Methane slip from ships measured at double that assumed by EU regulations

As we have discussed in the past, in converting their fleets to liquified natural gas (LNG), the shipping industry are reducing their NOx and S02 emissions but at the expense of pumping methane into the atmosphere.

LNG consists primarily of methane, an extremely powerful greenhouse gas, responsible for about 30% of the heating effect of climate change.

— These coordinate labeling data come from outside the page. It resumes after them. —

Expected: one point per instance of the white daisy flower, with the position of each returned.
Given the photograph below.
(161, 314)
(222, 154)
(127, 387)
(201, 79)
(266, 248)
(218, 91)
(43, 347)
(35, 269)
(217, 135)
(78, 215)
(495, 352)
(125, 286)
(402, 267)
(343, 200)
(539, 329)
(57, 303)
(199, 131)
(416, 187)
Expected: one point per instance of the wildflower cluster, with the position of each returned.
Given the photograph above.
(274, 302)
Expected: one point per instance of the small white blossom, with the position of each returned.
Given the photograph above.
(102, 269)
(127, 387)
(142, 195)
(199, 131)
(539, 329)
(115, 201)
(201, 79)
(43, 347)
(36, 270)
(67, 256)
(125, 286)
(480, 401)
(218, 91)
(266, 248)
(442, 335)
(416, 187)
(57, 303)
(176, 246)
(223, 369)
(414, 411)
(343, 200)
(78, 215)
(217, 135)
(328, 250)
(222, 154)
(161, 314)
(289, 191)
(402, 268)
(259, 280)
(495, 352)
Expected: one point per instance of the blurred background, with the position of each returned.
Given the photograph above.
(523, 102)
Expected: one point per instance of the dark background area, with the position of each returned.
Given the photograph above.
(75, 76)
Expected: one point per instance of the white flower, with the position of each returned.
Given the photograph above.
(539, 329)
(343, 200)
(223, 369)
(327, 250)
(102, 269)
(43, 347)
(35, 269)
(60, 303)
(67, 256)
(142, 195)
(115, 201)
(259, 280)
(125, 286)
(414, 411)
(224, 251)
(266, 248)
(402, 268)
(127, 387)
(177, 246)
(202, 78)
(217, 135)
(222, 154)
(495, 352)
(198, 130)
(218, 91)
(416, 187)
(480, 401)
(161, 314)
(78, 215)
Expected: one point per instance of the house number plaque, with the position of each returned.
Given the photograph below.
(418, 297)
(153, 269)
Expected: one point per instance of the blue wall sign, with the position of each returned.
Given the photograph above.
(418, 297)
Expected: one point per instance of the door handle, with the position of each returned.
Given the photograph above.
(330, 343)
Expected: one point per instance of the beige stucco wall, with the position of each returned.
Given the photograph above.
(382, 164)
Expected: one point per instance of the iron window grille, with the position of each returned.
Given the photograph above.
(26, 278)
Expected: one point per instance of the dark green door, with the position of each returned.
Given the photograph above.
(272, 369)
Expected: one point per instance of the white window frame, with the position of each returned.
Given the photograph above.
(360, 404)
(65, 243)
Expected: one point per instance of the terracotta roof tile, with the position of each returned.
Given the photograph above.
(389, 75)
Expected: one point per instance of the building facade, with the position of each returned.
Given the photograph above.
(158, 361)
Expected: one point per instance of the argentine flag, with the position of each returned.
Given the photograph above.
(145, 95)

It leaks into the atmosphere through the entire lifecycle of fossil LNG, and the leakage is particularly bad from the type of engines used by cruise ships. 

The FUMES (Fugitive and Unburned Methane Emissions from Ships) project has now published what they believe to be the  most comprehensive dataset of real-world methane emissions from LNG-fueled ships to date.

The research was led by the International Council on Clean Transportation (ICCT) who measured emissions using three different approaches: plume, onboard, and fugitive. 

In the plume campaign, drones and helicopters were used to sample methane in exhaust plumes of 34 ships fuelled with LNG sailing near the coasts of the Netherlands, Denmark, Belgium, and Australia over the course of 2022.

The onboard campaign, involved measuring methane in the exhaust stack, as well as in the plume, from an LNG-fueled ferry sailing between Finland and Sweden in Spring 2023.

The fugitive campaign involved measuring emissions from three LNG tankers while they were unloading cargo at a European LNG terminal in 2022.

The research found that real-world methane slip measured in the plumes of 18 ships using the most common type of LNG marine engine (LPDF 4-stroke) averaged 6.4%, more than twice as much methane slip as assumed by the EU (3.1%) and over 80% more than assumed by the UN International Maritime Organization (3.5%).

The report’s recommendations include:

  • EU and IMO policymakers should consider increasing the default methane slip value for LPDF 4-stroke engines to at least 6%.
  • Ship owners that do not wish to take the default values can certify that the engines used on their ships emit less
    than the default methane slip values.
  • EU policymakers should consider requiring LNG-fueled ships to plug into shore power or otherwise eliminate their at-berth emissions to avoid using LPDF 4-stroke auxiliary engines.
  • EU policymakers should consider requiring monitoring, reporting, and verification of methane emissions at LNG storage and refueling points
  •  IMO policymakers should consider adjusting how emissions at each engine load test point are weighted to more accurately reflect real-world operations.